I'm given the set $S=\{r\in \mathbb{Q}:r \ge \sqrt{2}\}$ and asked to find
a. $\operatorname{bd}S = [\sqrt{2},\infty)$
b. $S'= [\sqrt{2},\infty)$
c. $\operatorname{cl} S = [\sqrt{2},\infty)$
d. $\operatorname{bd}(\operatorname{cl} S) = \{\sqrt{2}\}$
My understandings of a boundary point of $S$ is every neighborhood of $x$ must have a point in $S$ and also a point not in $S$. By this logic it's easy to see every number n greater or equal to $\sqrt{2}$ is a boundary point for $S$.
For accumulation point it follows the same logic as boundary except every deleted neighborhood of $x$ should have a point in $S$ other than itself.

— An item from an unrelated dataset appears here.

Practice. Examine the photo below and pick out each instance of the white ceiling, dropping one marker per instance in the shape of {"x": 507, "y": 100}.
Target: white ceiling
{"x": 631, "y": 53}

For the closure of the set I know $\operatorname{cl} S = S \cup S'= S \cup \operatorname{bd} S$ So it seems clear $\operatorname{cl}S=\operatorname{bd} S=S'$
Lastly for $\operatorname{bd}([\sqrt{2}, \infty))$ I can easily see that $\operatorname{bd}(\operatorname{cl} S)=\{\sqrt{2}\}$.
Am I correct?
Yes. You are correct.
So that this moves off the Unanswered-Q list.